I live with Her and Him. She says I am neurotic - I don’t know what this is, but as it’s got ‘new’ in it, I think that means it must be good! He says I am ‘A bloody nuisance” and always tells me to “Calm down”. I’ve no idea what either of these things mean, but he says it a lot - so I think that must be really good too!!!!!

When I get too, too excited, my teeth chatter. The old bloke that comes here, they call him The Old Git, he says my teeth “Go like castanets”. I don’t know what these are either, but it makes Him laugh so they must be really funny things. I get excited A LOT so I clack my teeth A LOT and sometimes I quiver all over - and that’s just amazing!!

What else can I tell you about me? Um… well, what about some of my likes and dislikes? I like my dinner, oh yes I do! I love the biscuits, I love the meat and I really love the yogurt!

I tell you something I don’t like - I don’t like that big black thing in the lounge that they put bits of wood in. It makes crackling noises and when they open the doors there’s all this orange stuff jumping about inside. I always go and hide in Her office when they start using that thing. I don’t really know why they do it. I mean, what’s the point? They sit in front of it and they fall asleep, so it isn’t any fun at all.

I like chasing my ball - actually I LOVE it! They have a thing they use to help them throw the ball further - and that’s really good! He throws it ever so, ever so far! Sometimes, so far that I can’t see where it lands! He’s really funny then, ’cos He jumps up and down and He makes lots of noise and often waves His arms about and points! I just love that - such fun! I run round and round to amuse Him. But even though I try my best to encourage Him, He never seems to be able to find the ball again. I think he might be a bit stupid sometimes. Funny, but stupid.

I always try to be really, really helpful, but I think sometimes I get it wrong - LOL!!! The other day we went and stood in a field and He made loads of noise with this thing called a chainsaw and cut up the trees that had fallen down. She was there picking up bits of wood and putting them in the car - how weird is that? Why would you want to put the tree in the car?! I mean, come on!! At one point, She said “Why is that stupid dog frightened of the fire, but is happy to stand next to a working chainsaw?” She is stupid. She just doesn’t understand how a dog’s mind works.

Anyway, I started helping by picking up the wood and moving it too. I was getting pretty good at it I can tell you, and I’d built up my own little pile of wood right in the middle of a nice muddy bit - then She comes over shouting and waving Her arms about (very funny!) and the next thing, She’s on the ground next to me - which was just hilarious! She called me a ‘ bloody nuisance’ which I know is a good thing to be, and rubbed Her knee where She fell down. So I gave her a really big lick, right in the eye, and then I stuck my nose in her ear! It was great! She thought so too as She jumped up really quickly and started playing and running after me!

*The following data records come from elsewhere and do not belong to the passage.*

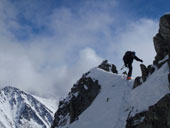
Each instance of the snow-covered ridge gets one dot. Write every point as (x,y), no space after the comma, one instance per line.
(117,100)
(21,110)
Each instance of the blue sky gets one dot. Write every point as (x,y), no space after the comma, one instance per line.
(49,44)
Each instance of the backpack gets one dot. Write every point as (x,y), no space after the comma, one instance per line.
(127,56)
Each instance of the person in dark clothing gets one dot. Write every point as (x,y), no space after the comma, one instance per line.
(128,60)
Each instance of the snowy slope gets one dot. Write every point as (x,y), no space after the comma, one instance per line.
(117,100)
(21,110)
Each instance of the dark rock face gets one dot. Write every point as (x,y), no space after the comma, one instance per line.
(158,116)
(80,98)
(108,67)
(162,39)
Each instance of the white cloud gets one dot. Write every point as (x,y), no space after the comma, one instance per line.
(138,37)
(48,63)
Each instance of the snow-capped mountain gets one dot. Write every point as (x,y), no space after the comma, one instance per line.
(102,98)
(22,110)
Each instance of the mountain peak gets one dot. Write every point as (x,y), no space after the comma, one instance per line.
(23,110)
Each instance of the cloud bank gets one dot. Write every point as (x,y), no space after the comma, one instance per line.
(46,52)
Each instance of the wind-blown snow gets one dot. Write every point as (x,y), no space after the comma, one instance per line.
(117,99)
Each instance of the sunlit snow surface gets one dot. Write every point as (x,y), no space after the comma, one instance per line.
(111,107)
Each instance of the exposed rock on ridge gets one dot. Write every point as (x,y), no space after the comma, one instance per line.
(108,67)
(81,96)
(162,40)
(158,115)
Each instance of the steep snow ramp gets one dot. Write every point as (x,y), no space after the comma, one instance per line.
(151,91)
(117,101)
(109,106)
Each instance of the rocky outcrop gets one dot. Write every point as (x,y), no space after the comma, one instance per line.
(162,40)
(108,67)
(158,116)
(146,71)
(79,99)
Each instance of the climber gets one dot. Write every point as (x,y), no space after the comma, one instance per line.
(128,60)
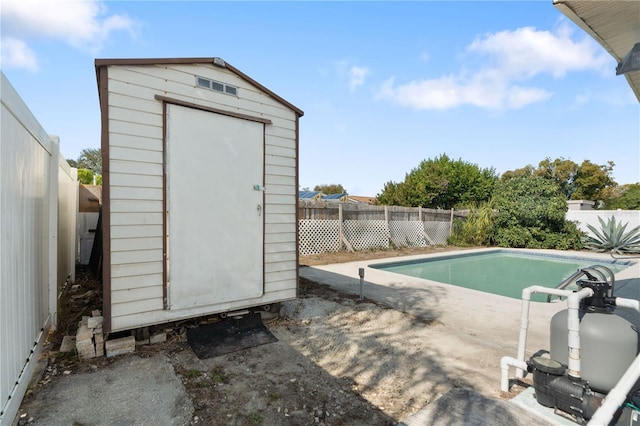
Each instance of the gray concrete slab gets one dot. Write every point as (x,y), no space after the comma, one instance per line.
(465,407)
(480,329)
(133,391)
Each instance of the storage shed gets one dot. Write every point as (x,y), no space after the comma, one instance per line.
(200,178)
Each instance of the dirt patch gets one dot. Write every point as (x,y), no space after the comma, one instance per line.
(338,361)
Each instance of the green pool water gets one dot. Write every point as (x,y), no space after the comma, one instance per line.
(499,272)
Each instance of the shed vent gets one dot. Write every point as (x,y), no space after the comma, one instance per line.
(216,85)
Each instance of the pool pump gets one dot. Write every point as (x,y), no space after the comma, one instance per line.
(579,372)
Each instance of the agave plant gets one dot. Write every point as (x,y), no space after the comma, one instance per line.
(613,237)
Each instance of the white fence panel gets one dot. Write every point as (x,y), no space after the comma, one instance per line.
(367,234)
(29,212)
(408,233)
(590,217)
(319,236)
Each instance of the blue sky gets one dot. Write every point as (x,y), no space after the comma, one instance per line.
(384,85)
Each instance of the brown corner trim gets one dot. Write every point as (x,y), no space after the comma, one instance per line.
(103,95)
(216,110)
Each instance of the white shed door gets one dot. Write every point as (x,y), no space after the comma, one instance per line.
(215,208)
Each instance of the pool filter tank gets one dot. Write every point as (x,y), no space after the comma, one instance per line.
(608,342)
(608,346)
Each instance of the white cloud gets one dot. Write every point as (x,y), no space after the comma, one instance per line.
(507,58)
(357,77)
(85,25)
(354,75)
(15,53)
(526,52)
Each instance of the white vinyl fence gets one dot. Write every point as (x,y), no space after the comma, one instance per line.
(38,203)
(325,226)
(590,217)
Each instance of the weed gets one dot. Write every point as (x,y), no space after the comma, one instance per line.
(204,383)
(255,418)
(218,375)
(192,374)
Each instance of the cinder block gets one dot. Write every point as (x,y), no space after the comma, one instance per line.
(158,338)
(124,345)
(99,349)
(99,338)
(87,352)
(68,344)
(84,333)
(93,322)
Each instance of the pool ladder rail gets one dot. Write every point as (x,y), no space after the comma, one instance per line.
(593,273)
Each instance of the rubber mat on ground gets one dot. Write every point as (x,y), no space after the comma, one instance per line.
(230,335)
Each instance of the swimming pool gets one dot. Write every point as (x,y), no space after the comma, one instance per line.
(502,272)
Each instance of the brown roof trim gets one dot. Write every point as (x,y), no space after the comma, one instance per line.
(215,61)
(209,109)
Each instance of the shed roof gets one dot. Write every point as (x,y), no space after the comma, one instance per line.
(214,61)
(334,196)
(615,24)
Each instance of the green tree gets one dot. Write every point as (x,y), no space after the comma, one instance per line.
(531,214)
(592,181)
(90,158)
(330,189)
(625,197)
(441,183)
(561,171)
(85,176)
(585,181)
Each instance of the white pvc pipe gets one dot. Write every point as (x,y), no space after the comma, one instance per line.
(616,396)
(573,323)
(628,303)
(505,362)
(524,317)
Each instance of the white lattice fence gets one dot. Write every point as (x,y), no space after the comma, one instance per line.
(408,233)
(367,234)
(319,236)
(438,232)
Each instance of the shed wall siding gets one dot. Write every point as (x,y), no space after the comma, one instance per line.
(136,179)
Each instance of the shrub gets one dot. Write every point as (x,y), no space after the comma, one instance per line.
(613,237)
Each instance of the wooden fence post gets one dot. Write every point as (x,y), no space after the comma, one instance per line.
(341,229)
(451,223)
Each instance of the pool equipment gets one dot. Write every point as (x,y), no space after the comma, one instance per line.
(592,371)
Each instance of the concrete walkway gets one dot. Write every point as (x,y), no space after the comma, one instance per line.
(486,326)
(133,391)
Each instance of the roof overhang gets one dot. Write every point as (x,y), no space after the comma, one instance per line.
(615,24)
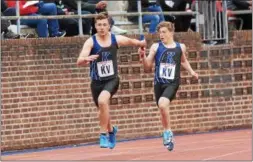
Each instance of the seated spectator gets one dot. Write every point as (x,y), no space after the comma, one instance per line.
(71,25)
(42,25)
(93,6)
(154,20)
(5,32)
(242,5)
(182,23)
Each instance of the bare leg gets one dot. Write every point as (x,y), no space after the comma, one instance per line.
(104,116)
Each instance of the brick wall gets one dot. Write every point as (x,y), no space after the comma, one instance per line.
(46,100)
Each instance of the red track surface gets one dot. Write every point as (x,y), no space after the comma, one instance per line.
(230,145)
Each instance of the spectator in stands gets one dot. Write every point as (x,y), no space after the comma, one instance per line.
(182,23)
(154,20)
(93,6)
(242,5)
(71,25)
(42,25)
(5,32)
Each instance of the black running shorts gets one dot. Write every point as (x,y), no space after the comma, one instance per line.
(97,87)
(167,90)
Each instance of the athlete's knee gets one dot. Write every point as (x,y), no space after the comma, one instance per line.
(163,103)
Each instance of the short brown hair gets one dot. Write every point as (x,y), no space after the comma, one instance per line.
(170,26)
(101,16)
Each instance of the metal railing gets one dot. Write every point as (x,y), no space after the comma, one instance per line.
(80,16)
(209,28)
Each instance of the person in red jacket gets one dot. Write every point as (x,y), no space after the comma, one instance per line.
(45,27)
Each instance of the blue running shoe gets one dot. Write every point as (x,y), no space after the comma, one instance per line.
(112,138)
(168,140)
(103,141)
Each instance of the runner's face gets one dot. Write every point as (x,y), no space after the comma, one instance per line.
(165,34)
(102,27)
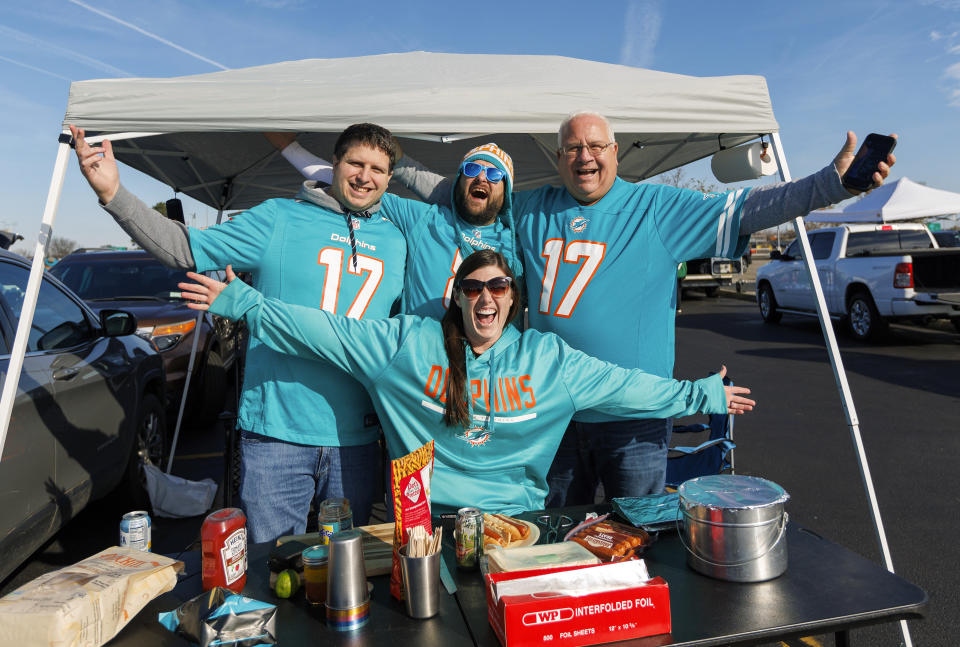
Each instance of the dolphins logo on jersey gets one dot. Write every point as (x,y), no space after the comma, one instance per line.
(578,224)
(475,436)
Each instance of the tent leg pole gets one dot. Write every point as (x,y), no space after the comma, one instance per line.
(33,289)
(186,389)
(840,376)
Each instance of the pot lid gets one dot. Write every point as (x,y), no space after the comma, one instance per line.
(731,491)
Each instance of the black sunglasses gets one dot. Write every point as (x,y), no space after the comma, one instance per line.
(492,173)
(473,288)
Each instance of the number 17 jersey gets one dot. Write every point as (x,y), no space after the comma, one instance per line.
(603,276)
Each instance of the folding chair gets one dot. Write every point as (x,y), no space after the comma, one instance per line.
(713,456)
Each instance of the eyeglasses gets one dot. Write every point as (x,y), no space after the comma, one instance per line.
(473,288)
(595,149)
(472,169)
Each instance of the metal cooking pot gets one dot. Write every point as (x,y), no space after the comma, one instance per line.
(734,527)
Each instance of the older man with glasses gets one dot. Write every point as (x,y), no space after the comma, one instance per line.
(601,257)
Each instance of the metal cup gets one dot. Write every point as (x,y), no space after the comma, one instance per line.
(421,584)
(346,576)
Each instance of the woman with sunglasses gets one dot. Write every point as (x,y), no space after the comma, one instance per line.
(472,211)
(495,401)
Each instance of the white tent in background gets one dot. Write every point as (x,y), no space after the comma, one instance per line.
(900,200)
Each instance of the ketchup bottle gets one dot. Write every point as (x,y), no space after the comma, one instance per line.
(223,541)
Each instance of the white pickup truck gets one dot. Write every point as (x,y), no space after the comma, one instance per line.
(871,274)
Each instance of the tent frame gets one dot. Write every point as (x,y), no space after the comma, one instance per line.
(49,217)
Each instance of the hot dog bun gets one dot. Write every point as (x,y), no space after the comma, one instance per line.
(521,529)
(493,537)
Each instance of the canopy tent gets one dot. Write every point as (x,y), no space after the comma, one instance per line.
(900,200)
(207,142)
(200,135)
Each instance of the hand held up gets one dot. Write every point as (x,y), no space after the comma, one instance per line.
(736,403)
(205,291)
(97,165)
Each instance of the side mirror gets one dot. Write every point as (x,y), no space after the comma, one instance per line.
(116,323)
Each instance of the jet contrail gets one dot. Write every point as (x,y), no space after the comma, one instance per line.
(146,33)
(15,34)
(35,69)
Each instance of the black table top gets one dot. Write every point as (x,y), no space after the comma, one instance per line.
(826,588)
(299,623)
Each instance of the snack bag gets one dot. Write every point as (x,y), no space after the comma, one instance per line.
(219,617)
(88,603)
(410,484)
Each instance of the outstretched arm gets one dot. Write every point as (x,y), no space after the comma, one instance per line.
(362,348)
(165,239)
(775,204)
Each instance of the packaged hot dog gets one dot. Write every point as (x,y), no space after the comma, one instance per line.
(410,485)
(612,541)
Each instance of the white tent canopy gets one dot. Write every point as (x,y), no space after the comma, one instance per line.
(206,140)
(900,200)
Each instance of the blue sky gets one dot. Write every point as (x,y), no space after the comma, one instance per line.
(869,66)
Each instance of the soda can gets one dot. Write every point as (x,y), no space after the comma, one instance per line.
(135,530)
(468,535)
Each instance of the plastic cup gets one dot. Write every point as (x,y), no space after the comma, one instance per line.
(421,584)
(315,573)
(347,597)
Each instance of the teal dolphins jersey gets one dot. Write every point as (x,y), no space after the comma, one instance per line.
(301,253)
(604,276)
(522,393)
(436,239)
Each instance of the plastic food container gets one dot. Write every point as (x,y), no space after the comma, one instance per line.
(734,527)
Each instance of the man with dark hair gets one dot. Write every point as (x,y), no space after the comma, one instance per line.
(468,213)
(307,429)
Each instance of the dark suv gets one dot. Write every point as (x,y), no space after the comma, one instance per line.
(136,282)
(88,411)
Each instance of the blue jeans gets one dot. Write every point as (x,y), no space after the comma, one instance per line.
(628,456)
(280,479)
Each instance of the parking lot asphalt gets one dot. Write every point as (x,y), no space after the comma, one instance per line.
(907,393)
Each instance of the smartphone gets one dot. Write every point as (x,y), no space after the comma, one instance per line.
(874,150)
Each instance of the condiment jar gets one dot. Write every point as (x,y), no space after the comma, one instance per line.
(223,542)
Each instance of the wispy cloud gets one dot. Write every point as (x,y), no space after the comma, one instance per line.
(276,4)
(146,33)
(943,4)
(8,33)
(641,30)
(34,68)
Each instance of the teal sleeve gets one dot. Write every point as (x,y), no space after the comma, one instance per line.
(241,241)
(362,348)
(693,225)
(403,212)
(632,393)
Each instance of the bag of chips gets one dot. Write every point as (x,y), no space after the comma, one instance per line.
(410,486)
(219,617)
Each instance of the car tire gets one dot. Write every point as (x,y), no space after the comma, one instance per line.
(768,305)
(863,319)
(209,397)
(150,445)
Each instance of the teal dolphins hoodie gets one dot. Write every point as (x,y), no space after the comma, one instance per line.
(522,393)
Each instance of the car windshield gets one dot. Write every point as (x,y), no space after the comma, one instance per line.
(119,279)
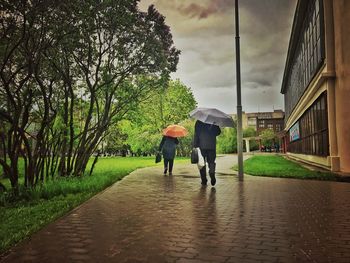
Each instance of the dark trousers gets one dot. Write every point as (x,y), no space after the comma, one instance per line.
(171,164)
(209,157)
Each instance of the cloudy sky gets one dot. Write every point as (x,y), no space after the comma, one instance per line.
(204,32)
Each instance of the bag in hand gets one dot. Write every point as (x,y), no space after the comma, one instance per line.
(158,157)
(194,155)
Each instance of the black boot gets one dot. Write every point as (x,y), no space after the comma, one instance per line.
(212,179)
(203,173)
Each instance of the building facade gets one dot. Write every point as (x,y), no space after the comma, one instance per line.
(316,84)
(262,120)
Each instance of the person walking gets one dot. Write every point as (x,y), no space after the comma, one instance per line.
(168,148)
(205,138)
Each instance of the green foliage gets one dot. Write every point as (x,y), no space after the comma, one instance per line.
(227,141)
(45,203)
(144,124)
(277,166)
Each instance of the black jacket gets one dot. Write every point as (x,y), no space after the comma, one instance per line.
(205,135)
(168,147)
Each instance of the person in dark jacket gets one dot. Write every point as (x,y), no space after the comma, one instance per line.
(168,148)
(205,138)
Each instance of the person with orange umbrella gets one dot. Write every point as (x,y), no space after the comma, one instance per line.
(168,145)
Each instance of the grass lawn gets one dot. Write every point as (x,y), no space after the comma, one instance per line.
(277,166)
(46,203)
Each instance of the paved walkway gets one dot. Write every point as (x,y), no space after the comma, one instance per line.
(149,217)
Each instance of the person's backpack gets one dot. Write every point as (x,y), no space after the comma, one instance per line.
(158,157)
(194,155)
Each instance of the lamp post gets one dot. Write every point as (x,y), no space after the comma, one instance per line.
(239,101)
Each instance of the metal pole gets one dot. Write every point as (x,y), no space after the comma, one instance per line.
(239,102)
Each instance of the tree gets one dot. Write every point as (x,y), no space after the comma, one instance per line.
(144,125)
(227,141)
(58,59)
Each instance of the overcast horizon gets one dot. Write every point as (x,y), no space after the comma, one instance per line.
(204,32)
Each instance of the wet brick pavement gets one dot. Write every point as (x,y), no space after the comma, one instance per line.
(149,217)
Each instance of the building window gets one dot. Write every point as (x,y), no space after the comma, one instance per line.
(252,121)
(308,57)
(313,130)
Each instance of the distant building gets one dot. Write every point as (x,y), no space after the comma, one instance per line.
(263,120)
(316,84)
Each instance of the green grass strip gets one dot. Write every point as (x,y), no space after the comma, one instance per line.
(278,166)
(55,198)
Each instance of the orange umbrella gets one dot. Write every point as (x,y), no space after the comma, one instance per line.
(175,131)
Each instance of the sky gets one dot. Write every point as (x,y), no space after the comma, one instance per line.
(204,32)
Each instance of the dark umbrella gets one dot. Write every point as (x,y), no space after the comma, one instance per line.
(212,116)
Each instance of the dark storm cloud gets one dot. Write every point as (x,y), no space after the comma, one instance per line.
(205,10)
(204,32)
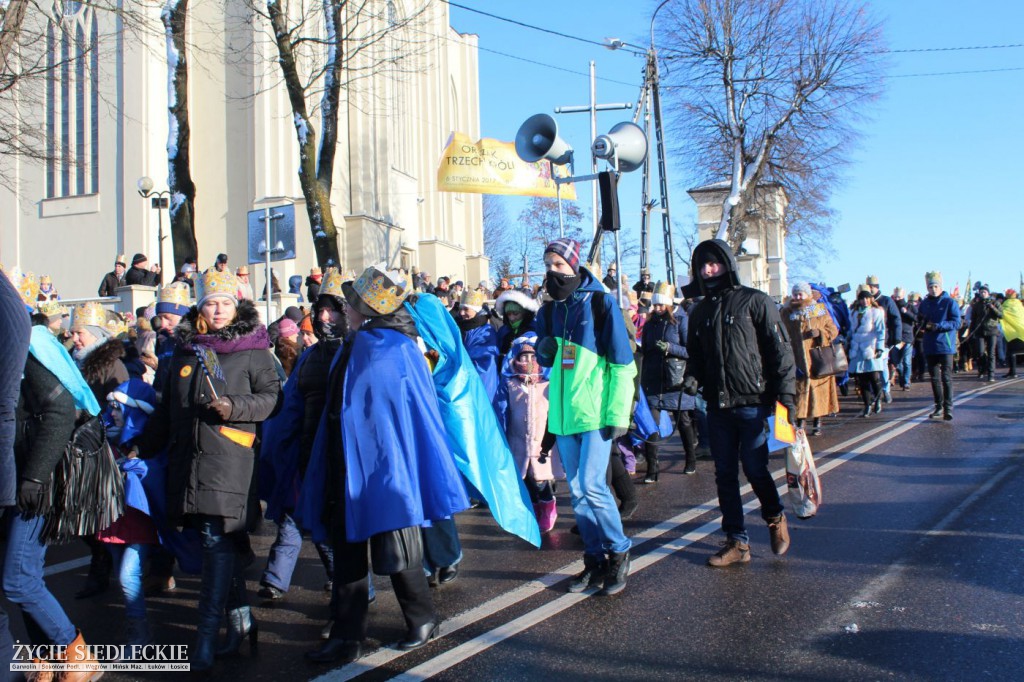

I do like to make them happy if I can. For instance, when I get to sit next to Him on the sofa, which isn’t very often as She is usually there… I sometimes lean against him and then I stick my tongue right in His ear! This is fantastic! He has furry ears, a bit like me, and when I do it, He jumps up and goes “Urgh!” and “Argh!” and shouts things like “That’s so disgusting!!” and I love it!

I wag my tail a lot. And I mean A LOT. I am just a happy sort of girl!! They love this too, especially when they have Others in to visit. I love to go round and say “Hello” to them all, and I clack my teeth and I smile and I wag my tail and they all shriek and grab those clear things they drink out of and some of them jump up! There’s often a sort of smashing noise and they run about even more and bring cloths and start crawling around on the floor rubbing the carpet - so of course I give them a lick!! It’s just too much fun!! I am the centre of the party - LOL!!!!!

After that, I quite often find myself shut in Her office. It’s cosy and I have a bed under Her desk. That’s how I know about the Blog things as she talks about it so much. But that’s just like Her, she always talks about it, but never seems to do it. They are funny - honestly!!

Right, well it’s time for my afternoon walk now, so I’ll go and prod Him to remind him. He’s got a terrible memory you know.